All of lore.kernel.org
 help / color / mirror / Atom feed
* [PATCH] block/ps3: Fix slow VRAM IO
@ 2009-10-19 19:58 Geoff Levand
  2009-10-19 20:03 ` Jim Paris
  2009-11-03  8:23 ` Andrew Morton
  0 siblings, 2 replies; 7+ messages in thread
From: Geoff Levand @ 2009-10-19 19:58 UTC (permalink / raw)
  To: Jens Axboe
  Cc: Jim Paris, Cell Broadband Engine OSS Development,
	Geert Uytterhoeven, linux-kernel


From: Hideyuki Sasaki <Hideyuki_Sasaki@hq.scei.sony.co.jp>

The current PS3 VRAM driver uses msleep() to wait for completion
of RSX DMA transfers between system memory and VRAM.  Depending
on the system timing, the processing delay and overhead of this
msleep() call can significantly impact VRAM driver IO.
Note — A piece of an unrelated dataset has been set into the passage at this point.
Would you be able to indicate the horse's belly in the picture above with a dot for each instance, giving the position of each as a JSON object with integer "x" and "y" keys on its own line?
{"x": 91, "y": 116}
To avoid the condition, add a short duration (200 usec max)
udelay() polling loop before entering the msleep() polling
loop.

Signed-off-by: Hideyuki Sasaki <xhide@rd.scei.sony.co.jp>
Signed-off-by: Geoff Levand <geoffrey.levand@am.sony.com>
---

 drivers/block/ps3vram.c |   10 +++++++++-
 1 file changed, 9 insertions(+), 1 deletion(-)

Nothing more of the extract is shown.